Tasmanian senator Jacqui Lambie has urged the federal government to set up a national youth crime taskforce following increased reports that Queensland has been engulfed in a youth crime crisis.
Her calls come after crime victims held a rally in Townsville on Sunday demanding that the state government better deal with repeat young offenders.
“This is not just happening in Queensland but all over the country when it comes to youth crime. I think we need to admit that. I don't know why we don’t have a special taskforce set up,” Senator Lambie said on Monday.
“Why hasn’t parliament set up a table? Once these kids end up in detention, that should be the last resort, we have lost them. They have become better criminals.
“Start doing things and stop waiting for them to end up in detention. Early intervention, we are just not doing it at all.”
Despite frequent media reporting of youth crime and offending, official crime data shows that most crime in Queensland is not committed by children. According to the Australian Bureau of Statistics, rates of youth offending in the state in 2021-2022 were at 5.5 per cent compared with 15 per cent for those aged 20-24.
According to an independent report released by the Queensland Government Statistician’s Office in March, the rate of youth offenders was the lowest on record despite youth detention rates being higher than any other state or territory in Australia.

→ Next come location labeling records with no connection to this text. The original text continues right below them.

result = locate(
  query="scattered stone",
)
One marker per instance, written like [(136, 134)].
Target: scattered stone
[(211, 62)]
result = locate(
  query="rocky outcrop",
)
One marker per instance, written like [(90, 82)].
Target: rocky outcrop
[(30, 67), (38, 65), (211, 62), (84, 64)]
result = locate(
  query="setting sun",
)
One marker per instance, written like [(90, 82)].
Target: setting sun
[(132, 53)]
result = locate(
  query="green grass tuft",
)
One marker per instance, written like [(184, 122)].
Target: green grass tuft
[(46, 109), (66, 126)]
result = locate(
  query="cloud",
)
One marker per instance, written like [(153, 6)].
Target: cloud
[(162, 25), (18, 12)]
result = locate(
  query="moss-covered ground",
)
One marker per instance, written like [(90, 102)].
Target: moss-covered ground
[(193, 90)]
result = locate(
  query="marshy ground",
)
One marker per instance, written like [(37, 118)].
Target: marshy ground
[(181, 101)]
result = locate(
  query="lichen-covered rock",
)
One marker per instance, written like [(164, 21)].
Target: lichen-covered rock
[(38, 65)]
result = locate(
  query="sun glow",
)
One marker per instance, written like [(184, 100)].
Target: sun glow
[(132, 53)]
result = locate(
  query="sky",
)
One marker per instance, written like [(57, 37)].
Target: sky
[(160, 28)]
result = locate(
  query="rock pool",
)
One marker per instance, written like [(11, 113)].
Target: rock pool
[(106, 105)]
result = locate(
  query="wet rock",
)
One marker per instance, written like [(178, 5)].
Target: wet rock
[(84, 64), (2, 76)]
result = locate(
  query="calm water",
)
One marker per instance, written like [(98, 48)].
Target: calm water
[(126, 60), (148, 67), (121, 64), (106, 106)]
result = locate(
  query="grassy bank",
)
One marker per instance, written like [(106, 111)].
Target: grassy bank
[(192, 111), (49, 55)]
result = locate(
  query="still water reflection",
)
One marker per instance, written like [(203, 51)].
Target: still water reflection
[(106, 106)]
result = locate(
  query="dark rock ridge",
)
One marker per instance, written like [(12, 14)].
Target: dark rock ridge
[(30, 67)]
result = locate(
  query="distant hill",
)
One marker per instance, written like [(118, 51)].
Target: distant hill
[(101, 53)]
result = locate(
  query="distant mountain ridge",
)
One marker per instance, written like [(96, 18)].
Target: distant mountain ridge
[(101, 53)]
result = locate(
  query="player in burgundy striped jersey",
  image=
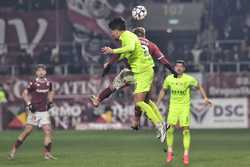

New data released by Queensland police on Monday shows about 2700 kids aged between 10 and 16 have been arrested since the state introduced tougher bail laws in March.
State Police Minister Mark Ryan said the high arrest rate meant Queensland’s tough youth justice laws were working.
“We are tackling youth crime from every angle – from prevention and early intervention to targeting serious repeat offenders,” Mr Ryan said.
Senator Lambie, who has previously called for at-risk youths to be ordered to complete national service or military-style boot camps, said greater investment into prevention was needed to break the back of repeat offending.
She criticised Queensland Premier Annastacia Palaszczuk for failing to engage with concerned community members, claiming her government’s response to youth justice was “going to bring her down.”
“Quite frankly, Labor has been really slack and pathetic on this and I expect a lot more. Trust me, I have a lot more to say about this in the new year, and you will see what I’m doing in the first few months because I’ve had a gutful of them not listening to me,” she said.
“So I’ll show them how it needs to be done.”